William's stomach seizes with a new wave of fear and pain. Those are not the thoughts of a stable Shiftling. The balance between man and merrow lays on the verge of tipping. If he loses control, he is not getting it back, and he refuses to die the monster the huntress surely sees.
Wrenching a knee beneath himself makes the world spin in bleary colors, but it frees his other arm. Clawed fingers dig under his mandibles, grab hold, and pull.

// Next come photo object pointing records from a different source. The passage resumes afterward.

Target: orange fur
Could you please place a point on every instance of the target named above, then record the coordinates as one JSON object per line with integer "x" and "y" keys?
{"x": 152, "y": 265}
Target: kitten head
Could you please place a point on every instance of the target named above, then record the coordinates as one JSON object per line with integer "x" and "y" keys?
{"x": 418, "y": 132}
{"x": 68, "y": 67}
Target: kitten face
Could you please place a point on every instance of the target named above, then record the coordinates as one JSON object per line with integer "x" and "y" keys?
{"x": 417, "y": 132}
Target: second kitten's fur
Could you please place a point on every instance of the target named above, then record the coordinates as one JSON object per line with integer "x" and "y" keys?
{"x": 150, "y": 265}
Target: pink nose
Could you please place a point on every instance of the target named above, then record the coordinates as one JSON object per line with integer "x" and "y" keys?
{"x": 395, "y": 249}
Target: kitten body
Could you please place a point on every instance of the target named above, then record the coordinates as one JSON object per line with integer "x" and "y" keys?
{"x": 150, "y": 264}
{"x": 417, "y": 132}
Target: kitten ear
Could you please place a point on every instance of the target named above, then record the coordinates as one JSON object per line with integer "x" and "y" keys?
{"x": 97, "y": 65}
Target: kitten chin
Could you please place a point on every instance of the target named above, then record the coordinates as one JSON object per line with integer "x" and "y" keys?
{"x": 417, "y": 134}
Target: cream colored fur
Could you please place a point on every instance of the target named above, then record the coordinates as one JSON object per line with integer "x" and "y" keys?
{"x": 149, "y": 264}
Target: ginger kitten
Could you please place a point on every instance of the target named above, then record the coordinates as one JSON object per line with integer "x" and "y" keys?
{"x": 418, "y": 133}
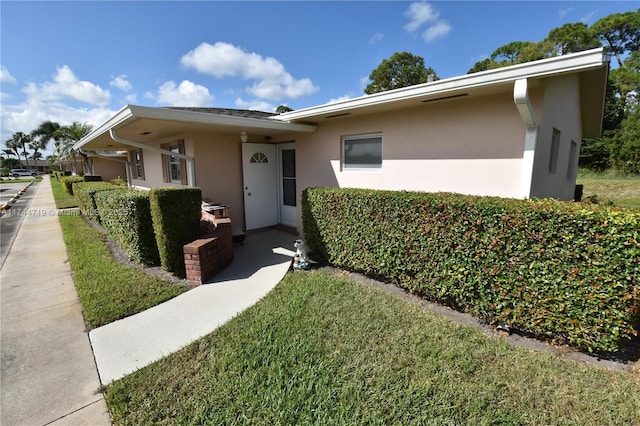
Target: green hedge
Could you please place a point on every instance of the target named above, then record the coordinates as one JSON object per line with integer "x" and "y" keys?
{"x": 565, "y": 271}
{"x": 68, "y": 182}
{"x": 176, "y": 220}
{"x": 85, "y": 195}
{"x": 126, "y": 216}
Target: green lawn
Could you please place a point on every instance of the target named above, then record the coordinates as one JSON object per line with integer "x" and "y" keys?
{"x": 62, "y": 198}
{"x": 323, "y": 349}
{"x": 611, "y": 188}
{"x": 108, "y": 290}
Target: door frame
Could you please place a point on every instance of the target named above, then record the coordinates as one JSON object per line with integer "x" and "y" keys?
{"x": 277, "y": 180}
{"x": 281, "y": 207}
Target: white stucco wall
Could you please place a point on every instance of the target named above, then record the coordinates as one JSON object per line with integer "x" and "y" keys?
{"x": 109, "y": 169}
{"x": 561, "y": 98}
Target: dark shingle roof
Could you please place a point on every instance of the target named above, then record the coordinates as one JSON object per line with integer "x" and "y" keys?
{"x": 228, "y": 111}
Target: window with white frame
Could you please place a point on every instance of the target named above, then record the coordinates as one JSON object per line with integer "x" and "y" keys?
{"x": 362, "y": 152}
{"x": 571, "y": 167}
{"x": 173, "y": 167}
{"x": 555, "y": 151}
{"x": 137, "y": 164}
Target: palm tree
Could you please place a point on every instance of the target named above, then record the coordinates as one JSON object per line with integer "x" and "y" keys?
{"x": 66, "y": 136}
{"x": 41, "y": 137}
{"x": 13, "y": 145}
{"x": 19, "y": 142}
{"x": 9, "y": 152}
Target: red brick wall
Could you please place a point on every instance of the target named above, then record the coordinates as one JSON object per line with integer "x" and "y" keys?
{"x": 206, "y": 257}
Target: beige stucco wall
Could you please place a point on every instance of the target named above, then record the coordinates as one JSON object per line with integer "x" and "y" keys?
{"x": 469, "y": 145}
{"x": 109, "y": 169}
{"x": 219, "y": 171}
{"x": 561, "y": 96}
{"x": 218, "y": 167}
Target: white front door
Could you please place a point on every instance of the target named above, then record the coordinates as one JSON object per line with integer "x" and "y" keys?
{"x": 259, "y": 172}
{"x": 287, "y": 192}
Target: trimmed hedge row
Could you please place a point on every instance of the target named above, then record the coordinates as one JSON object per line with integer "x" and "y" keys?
{"x": 176, "y": 216}
{"x": 126, "y": 216}
{"x": 68, "y": 182}
{"x": 85, "y": 195}
{"x": 565, "y": 271}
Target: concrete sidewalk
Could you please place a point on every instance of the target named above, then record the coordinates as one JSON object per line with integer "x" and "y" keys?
{"x": 136, "y": 341}
{"x": 48, "y": 371}
{"x": 51, "y": 369}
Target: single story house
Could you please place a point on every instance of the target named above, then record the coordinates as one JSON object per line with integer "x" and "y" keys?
{"x": 509, "y": 132}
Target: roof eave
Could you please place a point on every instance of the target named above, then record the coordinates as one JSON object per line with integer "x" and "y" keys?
{"x": 133, "y": 112}
{"x": 585, "y": 60}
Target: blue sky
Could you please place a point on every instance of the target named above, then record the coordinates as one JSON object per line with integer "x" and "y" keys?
{"x": 84, "y": 60}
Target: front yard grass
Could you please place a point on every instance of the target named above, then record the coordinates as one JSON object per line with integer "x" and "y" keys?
{"x": 62, "y": 198}
{"x": 609, "y": 187}
{"x": 323, "y": 349}
{"x": 108, "y": 290}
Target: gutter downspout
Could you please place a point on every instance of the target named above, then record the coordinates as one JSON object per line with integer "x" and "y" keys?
{"x": 525, "y": 109}
{"x": 191, "y": 174}
{"x": 125, "y": 162}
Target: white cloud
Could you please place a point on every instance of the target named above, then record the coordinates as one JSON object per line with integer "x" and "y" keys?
{"x": 121, "y": 83}
{"x": 565, "y": 12}
{"x": 186, "y": 94}
{"x": 27, "y": 116}
{"x": 419, "y": 14}
{"x": 439, "y": 30}
{"x": 423, "y": 13}
{"x": 339, "y": 99}
{"x": 376, "y": 38}
{"x": 255, "y": 105}
{"x": 54, "y": 100}
{"x": 66, "y": 85}
{"x": 5, "y": 76}
{"x": 272, "y": 81}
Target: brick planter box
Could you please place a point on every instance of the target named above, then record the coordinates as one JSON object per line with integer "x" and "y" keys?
{"x": 206, "y": 257}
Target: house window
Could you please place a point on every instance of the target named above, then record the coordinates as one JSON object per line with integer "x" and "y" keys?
{"x": 362, "y": 152}
{"x": 137, "y": 165}
{"x": 555, "y": 150}
{"x": 259, "y": 157}
{"x": 571, "y": 168}
{"x": 173, "y": 167}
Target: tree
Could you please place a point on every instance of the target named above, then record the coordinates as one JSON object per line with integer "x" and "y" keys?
{"x": 400, "y": 70}
{"x": 572, "y": 38}
{"x": 620, "y": 32}
{"x": 19, "y": 143}
{"x": 626, "y": 155}
{"x": 66, "y": 136}
{"x": 509, "y": 53}
{"x": 41, "y": 137}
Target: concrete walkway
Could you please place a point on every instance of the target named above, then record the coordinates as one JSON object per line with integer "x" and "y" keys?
{"x": 48, "y": 372}
{"x": 126, "y": 345}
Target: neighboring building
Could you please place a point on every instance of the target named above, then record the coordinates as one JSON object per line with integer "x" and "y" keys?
{"x": 509, "y": 132}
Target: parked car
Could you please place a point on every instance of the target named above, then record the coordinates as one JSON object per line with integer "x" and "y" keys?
{"x": 23, "y": 172}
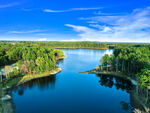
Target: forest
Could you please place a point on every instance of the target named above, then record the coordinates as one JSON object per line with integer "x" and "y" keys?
{"x": 28, "y": 58}
{"x": 54, "y": 44}
{"x": 132, "y": 61}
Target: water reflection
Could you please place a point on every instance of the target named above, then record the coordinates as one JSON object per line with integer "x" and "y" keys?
{"x": 119, "y": 83}
{"x": 139, "y": 97}
{"x": 42, "y": 83}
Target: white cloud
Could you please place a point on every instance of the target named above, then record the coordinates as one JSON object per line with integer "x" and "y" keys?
{"x": 42, "y": 39}
{"x": 26, "y": 32}
{"x": 52, "y": 11}
{"x": 69, "y": 10}
{"x": 134, "y": 27}
{"x": 9, "y": 5}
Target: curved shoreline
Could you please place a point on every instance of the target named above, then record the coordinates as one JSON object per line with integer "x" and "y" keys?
{"x": 79, "y": 48}
{"x": 94, "y": 71}
{"x": 27, "y": 78}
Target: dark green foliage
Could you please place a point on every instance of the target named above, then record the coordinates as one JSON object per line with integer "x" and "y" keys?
{"x": 29, "y": 58}
{"x": 132, "y": 61}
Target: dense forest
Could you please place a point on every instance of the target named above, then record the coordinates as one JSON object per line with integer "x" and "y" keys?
{"x": 35, "y": 57}
{"x": 83, "y": 44}
{"x": 132, "y": 61}
{"x": 28, "y": 58}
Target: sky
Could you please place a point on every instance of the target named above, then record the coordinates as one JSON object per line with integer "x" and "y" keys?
{"x": 75, "y": 20}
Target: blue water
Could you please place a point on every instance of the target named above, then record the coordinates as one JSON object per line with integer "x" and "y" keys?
{"x": 71, "y": 92}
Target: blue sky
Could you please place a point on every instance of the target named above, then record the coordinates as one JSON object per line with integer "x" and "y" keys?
{"x": 75, "y": 20}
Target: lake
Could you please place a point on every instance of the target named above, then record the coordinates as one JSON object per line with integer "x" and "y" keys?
{"x": 71, "y": 92}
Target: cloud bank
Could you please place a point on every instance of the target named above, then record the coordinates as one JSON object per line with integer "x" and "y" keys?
{"x": 9, "y": 5}
{"x": 134, "y": 27}
{"x": 69, "y": 10}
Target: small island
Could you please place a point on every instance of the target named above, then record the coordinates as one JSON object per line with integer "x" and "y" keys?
{"x": 22, "y": 62}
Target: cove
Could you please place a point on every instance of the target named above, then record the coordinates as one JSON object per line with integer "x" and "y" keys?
{"x": 72, "y": 92}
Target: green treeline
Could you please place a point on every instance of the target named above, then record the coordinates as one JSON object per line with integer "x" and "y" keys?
{"x": 83, "y": 44}
{"x": 29, "y": 59}
{"x": 134, "y": 61}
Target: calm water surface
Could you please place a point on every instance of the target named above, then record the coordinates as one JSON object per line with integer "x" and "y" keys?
{"x": 71, "y": 92}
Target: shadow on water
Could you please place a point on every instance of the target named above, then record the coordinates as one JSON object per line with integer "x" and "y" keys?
{"x": 42, "y": 83}
{"x": 119, "y": 83}
{"x": 139, "y": 97}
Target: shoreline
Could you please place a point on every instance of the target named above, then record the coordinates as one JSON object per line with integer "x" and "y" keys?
{"x": 29, "y": 77}
{"x": 94, "y": 71}
{"x": 79, "y": 48}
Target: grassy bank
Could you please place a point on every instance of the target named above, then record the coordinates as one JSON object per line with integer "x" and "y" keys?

His fae blood bellows with thunderous rage, hurricane gusts buffeting his human mind. He bites down on his own fingers, tastes salt and copper. Purple fluid glimmering with gold grit trails down his arm. His pincer rises, open wide--
--like he knew it would. Fighting the storm clouds that threaten to blot out his sky, William wrangles it enough to miss clutching his own arm. It clamps around the knots on his chest instead. His fae blood screams with disbelief.
Sharp sounds like gunshots bark as the knots crack, Otherworldly water spilling down his abdomen. Facing the typhoon in his head, William thinks: That. Is. Quite. Enough.
Knots, claw, and mandibles rip off his flesh in a flash of white light. Wings and tail dissolve into fading motes. What's left behind is a man braced on his hands and knees, loose hair trailing down to his elbows. He pants for air, trembling like a leaf.
Stranger still is the creature he yanked out of himself. Black, white, and red, the merrow's glow is muted as she lies limp on the ground. A hole in her belly radiates inky spiderwebs.
William's voice is a harsh croak, eyes wide with horror. "Saoirse?" He gathers her into his arms, cradles her head. No, no, stay with me, he thinks.
Choking on pain as he tries to straighten his back, he looks down. An identical wound mars his own guts, coating him in crimson from the waist down.
The hamlet swims in his vision. William sways, grip on his aunt and reality loosening. This isn't just dying. This is it. This is the end.